Chunks are segmented into segment files when its file size is over 512MiB. A chunk in a file can be referenced from the index file by uint64. The lower 4 bytes of the reference value is the chunk’s offset in the file, and the higher 4 bytes are the segment sequence number.
Tip: For more information about the chunks file format, please visit here.
Index
The index file format is composed of following sections:
- A header section which contains a magic number and format version.
- A symbol table section which holds a sorted list of deduplicated strings to reduce the total index size, and are referenced by subsequent sections.
- A series section which contains a sequence of series. Each of them contains its label set and chunks.

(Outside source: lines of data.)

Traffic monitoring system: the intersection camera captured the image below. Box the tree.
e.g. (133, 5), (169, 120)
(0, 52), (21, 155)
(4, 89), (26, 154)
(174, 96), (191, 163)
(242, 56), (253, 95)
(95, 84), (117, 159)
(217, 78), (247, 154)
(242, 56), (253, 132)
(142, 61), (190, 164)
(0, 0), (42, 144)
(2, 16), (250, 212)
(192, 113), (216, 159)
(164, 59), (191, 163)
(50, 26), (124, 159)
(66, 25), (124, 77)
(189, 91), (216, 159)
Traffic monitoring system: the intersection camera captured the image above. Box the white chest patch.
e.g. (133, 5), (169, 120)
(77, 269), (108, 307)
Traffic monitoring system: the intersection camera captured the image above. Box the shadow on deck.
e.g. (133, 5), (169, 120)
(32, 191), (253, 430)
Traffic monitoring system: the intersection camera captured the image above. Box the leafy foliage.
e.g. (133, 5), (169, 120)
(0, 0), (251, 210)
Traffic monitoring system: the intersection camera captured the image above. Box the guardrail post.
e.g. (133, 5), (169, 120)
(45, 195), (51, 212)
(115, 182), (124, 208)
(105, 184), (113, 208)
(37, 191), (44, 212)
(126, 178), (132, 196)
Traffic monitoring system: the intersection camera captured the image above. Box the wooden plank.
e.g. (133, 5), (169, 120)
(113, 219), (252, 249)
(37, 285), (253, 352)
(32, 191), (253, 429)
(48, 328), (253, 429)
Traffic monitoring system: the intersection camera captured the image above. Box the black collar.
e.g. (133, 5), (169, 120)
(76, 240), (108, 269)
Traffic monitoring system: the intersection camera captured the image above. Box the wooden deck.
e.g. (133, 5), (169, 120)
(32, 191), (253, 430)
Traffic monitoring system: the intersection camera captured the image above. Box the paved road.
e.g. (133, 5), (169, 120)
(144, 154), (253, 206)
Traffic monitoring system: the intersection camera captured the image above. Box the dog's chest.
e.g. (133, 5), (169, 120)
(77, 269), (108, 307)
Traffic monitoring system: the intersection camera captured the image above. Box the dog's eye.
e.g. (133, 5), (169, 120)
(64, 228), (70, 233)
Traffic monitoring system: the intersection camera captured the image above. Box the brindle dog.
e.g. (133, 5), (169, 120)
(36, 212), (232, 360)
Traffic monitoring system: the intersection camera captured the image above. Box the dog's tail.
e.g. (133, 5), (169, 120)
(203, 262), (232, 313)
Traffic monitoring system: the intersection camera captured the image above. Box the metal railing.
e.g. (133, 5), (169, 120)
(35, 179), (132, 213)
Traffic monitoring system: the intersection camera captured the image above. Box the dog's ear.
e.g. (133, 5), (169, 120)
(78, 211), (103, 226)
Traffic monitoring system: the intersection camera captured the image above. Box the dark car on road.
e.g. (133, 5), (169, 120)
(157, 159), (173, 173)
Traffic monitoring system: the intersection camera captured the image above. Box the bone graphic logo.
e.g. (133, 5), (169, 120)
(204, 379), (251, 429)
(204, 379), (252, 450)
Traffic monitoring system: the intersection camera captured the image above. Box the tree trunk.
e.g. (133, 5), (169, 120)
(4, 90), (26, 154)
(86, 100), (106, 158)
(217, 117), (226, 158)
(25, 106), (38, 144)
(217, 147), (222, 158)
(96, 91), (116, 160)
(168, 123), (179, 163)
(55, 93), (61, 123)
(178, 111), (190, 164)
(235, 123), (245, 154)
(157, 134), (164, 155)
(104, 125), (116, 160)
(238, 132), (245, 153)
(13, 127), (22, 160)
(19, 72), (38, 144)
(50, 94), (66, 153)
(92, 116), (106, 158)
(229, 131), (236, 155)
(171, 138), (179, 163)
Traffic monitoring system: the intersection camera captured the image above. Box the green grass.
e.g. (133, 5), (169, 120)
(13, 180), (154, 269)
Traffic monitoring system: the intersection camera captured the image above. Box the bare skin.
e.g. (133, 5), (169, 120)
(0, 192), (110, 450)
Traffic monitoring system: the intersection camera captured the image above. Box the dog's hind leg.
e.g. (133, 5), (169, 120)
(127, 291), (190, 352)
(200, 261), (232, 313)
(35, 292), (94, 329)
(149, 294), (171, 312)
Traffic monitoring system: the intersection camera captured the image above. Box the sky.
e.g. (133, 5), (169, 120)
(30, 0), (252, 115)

The chunk contains time range information and chunk file’s offset from which the chunk data begins.
- Multiple label index sections which are no longer used.
- Multiple postings sections that each of them contains a list of series which are associated with a given label name and value.
- A label index table section which is no longer used.
- A postings table section which contains a sequence of postings offset entries. Each entry contains a label pair and an offset of the index file from which the postings (that contains a sequence of series) begins.
- A TOC (table of contents) section that contains the offsets to the beginning of the above sections.
Tip: For more information about the index file format, please visit here.
Tombstones
The tombstones file is composed of the following:
- A header section which contains a magic number and format version.
- A tombstones section that contains a sequence of tombstone. Each tombstone contains a ref and a time range.